Based a little on RFC 2119 [1], I'm proposing several categories that
describe if a backport to a stable branch is acceptable or not. These
"backport acceptance criteria" should be added to our documentation
after a brief discussion among the maintainers of the project.

I'd like to encourage all maintainers to review and comment on my
current proposed criteria. It is my expectation that others add more
items to the list.

Maintainers that do not share their opinion, are assumed to be in
agreement. I plan to have this list ready for sharing on the devel list
before the next community meeting on Wednesday.

Thanks,
Niels


Patches for a stable branch have the following requirements:

 * a change MUST fix a bug that users have reported or are very likely
   to hit

 * each change SHOULD have a public test-case (.t or DiSTAF)

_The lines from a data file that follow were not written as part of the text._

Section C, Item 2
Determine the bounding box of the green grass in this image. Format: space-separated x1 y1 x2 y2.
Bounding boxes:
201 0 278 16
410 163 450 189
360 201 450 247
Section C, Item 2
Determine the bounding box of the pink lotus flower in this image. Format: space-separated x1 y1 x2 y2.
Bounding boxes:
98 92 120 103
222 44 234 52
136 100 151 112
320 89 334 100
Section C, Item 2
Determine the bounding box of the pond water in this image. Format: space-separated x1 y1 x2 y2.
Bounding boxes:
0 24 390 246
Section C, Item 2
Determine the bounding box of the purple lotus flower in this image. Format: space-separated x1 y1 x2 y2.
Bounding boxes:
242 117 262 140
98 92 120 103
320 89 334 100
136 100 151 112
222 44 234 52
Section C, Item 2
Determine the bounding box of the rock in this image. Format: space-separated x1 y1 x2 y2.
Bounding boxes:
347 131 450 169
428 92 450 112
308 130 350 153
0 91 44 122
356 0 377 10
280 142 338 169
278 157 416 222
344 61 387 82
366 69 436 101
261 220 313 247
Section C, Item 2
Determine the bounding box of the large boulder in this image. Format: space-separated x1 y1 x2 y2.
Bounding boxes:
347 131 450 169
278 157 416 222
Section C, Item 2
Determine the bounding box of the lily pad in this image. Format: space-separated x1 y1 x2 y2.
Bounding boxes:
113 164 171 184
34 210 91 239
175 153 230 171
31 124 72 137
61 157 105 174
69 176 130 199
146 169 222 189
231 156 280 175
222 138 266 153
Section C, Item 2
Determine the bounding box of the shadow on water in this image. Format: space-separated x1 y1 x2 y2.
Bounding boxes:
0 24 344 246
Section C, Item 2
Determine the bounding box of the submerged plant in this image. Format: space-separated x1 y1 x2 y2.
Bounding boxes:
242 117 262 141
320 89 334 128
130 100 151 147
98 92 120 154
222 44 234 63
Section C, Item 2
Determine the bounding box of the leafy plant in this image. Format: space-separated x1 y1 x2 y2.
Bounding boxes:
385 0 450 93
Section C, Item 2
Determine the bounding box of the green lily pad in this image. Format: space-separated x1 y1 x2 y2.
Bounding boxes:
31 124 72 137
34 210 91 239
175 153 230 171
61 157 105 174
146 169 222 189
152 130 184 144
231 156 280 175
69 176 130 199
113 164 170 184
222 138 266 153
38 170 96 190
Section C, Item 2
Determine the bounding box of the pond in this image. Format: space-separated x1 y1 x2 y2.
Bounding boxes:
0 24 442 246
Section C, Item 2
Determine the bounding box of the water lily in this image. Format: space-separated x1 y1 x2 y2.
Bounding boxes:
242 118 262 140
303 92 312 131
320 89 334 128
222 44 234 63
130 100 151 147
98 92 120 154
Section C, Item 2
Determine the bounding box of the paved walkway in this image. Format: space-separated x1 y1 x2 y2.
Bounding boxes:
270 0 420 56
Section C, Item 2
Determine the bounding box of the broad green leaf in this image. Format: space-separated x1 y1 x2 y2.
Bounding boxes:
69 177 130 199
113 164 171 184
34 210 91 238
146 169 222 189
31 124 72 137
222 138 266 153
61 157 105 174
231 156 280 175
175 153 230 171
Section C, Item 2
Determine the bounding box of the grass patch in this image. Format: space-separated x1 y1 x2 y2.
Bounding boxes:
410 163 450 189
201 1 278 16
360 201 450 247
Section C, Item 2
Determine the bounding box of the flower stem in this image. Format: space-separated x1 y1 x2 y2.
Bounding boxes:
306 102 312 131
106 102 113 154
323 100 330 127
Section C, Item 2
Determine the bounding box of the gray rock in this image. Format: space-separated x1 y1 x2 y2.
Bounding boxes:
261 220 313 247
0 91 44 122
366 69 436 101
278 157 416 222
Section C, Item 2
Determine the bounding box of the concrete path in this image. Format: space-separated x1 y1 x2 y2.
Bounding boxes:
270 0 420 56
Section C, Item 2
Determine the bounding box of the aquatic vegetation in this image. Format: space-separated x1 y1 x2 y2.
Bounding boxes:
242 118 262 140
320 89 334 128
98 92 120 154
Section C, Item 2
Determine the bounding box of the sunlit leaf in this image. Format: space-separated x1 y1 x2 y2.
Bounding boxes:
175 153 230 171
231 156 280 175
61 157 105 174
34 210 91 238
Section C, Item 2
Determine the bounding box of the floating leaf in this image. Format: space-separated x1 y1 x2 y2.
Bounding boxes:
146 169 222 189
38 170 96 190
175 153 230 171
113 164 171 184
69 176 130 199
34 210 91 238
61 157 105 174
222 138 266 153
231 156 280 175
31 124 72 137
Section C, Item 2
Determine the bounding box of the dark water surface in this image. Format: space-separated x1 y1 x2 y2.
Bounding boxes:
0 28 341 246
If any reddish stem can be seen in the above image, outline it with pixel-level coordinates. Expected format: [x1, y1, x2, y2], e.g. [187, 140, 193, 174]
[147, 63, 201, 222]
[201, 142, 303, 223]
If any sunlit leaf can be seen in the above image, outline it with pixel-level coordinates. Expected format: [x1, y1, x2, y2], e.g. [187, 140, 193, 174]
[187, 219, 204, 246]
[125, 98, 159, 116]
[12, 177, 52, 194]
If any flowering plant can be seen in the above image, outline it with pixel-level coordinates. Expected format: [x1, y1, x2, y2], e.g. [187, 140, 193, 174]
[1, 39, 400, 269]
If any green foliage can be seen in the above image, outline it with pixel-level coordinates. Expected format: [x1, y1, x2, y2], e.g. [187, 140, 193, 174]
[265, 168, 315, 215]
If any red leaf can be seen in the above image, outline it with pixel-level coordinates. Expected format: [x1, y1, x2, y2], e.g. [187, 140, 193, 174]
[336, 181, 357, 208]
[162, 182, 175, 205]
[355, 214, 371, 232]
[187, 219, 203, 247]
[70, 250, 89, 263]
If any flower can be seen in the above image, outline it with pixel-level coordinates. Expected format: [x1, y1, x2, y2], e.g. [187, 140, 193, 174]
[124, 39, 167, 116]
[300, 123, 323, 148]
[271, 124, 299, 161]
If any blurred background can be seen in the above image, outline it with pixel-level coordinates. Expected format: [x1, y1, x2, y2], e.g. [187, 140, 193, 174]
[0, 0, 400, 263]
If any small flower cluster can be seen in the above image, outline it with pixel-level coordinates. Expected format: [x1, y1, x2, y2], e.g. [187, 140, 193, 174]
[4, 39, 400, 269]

 * a change MUST NOT add a new FOP

 * a change MUST NOT add a new xlator

 * a change SHOULD NOT add a new volume option, unless a public
   discussion was kept and several maintainers agree that this is the
   only right approach

 * a change MAY add new values for existing volume options, these need
   to be documented in the release notes and be marked as a 'minor
   feature enhancement' or similar

 * it is NOT RECOMMENDED to modify the contents of existing log
   messages, automation and log parsers can depend on the phrasing

 * a change SHOULD NOT have more than approx. 100 lines changed,
   additional public discussion and agreement among maintainers is
   required to get big changes approved

 * a change MUST NOT modify existing structures or parameters that get
   sent over the network

 * existing structures or parameters MAY get extended with additional
   values (i.e. new flags in a bitmap/mask) if the extensions are
   optional and do not affect older/newer client/server combinations

NOTE: Changes to experimental features (as announced on the roadmap and
      in the release notes) are exempted from these criteria, except for
      the MOST NOT requirements. These features explicitly may change
      their behaviour, configuration and management interface while
      experimenting to find the optimal solution.